Multiple petitions are offered for the fruitfulness of a couple’s union during an Orthodox marriage service, so many that a college friend characterized my wedding as a fertility rite. One such example: “That He will grant unto them the enjoyment of the blessing of children…let us pray to the Lord.”
Based on the sentiment that children are a blessing to be enjoyed that is expressed in the marriage service, one might assume that the Orthodox prayers said after the birth of a child are full of thanksgiving and rejoicing; the nuptial prayers have, after all, been answered.

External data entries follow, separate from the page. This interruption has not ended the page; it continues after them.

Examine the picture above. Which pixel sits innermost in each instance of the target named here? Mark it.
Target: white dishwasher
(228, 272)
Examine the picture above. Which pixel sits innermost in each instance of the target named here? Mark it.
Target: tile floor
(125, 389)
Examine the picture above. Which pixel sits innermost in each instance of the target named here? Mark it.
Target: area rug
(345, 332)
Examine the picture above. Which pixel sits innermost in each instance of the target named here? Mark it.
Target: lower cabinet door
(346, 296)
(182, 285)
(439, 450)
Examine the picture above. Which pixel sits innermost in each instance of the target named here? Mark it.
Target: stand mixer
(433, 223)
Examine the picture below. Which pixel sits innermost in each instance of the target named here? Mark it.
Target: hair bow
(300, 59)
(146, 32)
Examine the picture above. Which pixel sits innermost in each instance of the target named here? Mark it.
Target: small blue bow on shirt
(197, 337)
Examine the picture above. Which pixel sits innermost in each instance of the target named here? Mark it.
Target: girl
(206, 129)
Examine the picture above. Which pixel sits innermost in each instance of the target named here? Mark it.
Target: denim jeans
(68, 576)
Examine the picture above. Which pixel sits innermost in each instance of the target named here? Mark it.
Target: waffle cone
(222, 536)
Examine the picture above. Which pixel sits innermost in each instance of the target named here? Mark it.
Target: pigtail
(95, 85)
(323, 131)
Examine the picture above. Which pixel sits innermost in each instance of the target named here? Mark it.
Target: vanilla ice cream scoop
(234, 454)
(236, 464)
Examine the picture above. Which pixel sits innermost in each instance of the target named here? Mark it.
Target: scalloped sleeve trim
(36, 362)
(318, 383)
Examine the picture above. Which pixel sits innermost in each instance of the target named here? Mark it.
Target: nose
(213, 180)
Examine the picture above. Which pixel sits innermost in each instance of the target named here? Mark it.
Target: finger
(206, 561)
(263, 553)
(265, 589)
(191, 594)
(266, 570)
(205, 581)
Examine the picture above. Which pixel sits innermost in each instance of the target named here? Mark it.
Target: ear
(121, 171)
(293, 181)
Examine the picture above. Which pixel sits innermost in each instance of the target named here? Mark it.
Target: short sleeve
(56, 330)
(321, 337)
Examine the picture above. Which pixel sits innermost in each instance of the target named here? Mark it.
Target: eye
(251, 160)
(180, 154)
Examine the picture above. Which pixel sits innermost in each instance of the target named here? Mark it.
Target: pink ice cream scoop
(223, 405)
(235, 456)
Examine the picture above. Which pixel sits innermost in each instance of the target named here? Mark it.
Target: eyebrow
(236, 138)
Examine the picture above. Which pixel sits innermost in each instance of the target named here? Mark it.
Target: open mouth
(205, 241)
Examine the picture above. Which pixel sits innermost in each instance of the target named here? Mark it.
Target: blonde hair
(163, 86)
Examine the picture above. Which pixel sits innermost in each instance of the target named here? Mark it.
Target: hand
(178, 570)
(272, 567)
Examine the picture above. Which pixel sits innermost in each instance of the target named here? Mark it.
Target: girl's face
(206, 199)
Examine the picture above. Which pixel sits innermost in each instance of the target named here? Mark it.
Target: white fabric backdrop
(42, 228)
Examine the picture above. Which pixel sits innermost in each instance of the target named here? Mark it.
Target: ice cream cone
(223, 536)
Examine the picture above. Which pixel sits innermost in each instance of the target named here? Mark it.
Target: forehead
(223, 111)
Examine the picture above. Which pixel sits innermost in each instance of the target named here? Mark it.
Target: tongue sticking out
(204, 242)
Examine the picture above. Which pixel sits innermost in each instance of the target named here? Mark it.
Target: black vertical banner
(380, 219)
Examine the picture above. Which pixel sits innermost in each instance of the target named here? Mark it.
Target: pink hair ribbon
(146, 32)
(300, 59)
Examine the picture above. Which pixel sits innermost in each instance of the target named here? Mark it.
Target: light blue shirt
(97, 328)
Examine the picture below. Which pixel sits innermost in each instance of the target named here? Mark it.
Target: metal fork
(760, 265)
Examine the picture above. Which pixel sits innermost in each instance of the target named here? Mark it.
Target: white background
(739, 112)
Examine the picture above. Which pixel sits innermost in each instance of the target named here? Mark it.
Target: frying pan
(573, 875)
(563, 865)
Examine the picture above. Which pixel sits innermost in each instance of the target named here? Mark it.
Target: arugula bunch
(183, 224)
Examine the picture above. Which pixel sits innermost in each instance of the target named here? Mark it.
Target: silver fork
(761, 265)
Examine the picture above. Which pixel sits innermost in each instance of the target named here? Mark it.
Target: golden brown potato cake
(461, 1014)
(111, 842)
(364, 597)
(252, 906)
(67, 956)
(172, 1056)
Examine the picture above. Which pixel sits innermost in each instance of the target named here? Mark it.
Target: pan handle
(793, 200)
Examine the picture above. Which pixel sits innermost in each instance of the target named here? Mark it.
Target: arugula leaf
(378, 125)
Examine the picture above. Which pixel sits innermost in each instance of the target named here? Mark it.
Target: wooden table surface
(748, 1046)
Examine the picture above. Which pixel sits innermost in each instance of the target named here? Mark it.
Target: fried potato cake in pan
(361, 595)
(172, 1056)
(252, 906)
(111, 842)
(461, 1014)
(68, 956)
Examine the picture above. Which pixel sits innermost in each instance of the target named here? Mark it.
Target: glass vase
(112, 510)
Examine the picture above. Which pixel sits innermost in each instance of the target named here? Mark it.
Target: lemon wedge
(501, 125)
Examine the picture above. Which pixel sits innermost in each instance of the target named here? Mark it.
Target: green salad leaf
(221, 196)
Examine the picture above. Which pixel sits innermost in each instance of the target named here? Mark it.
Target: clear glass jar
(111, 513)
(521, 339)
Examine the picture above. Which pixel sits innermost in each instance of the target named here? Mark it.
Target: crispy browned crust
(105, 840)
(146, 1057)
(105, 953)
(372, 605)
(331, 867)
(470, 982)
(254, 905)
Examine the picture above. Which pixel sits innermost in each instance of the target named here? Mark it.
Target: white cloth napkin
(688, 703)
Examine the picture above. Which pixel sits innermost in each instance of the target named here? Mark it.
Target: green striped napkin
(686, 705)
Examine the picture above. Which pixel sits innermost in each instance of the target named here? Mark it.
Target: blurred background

Instead, these qualities are noticeably lacking from the post-childbirth prayers that are part of the Orthodox Euchologion, the compendium of services: the First Day prayers (said soon after childbirth) and the Churching (for when the mother and child come to church the first time after childbirth).
What stands out from these prayers is not thankfulness or rejoicing, but the mother’s imputed “uncleanness” or “impurity” as a result of childbirth—a concept that is not supported by the marriage rite, that has no sound theological basis, and that was added to these prayers at a relatively late date. A few samples: “purify her uncleanness,” “Wash away her bodily and spiritual uncleanness,” and “purify her…from every defilement.”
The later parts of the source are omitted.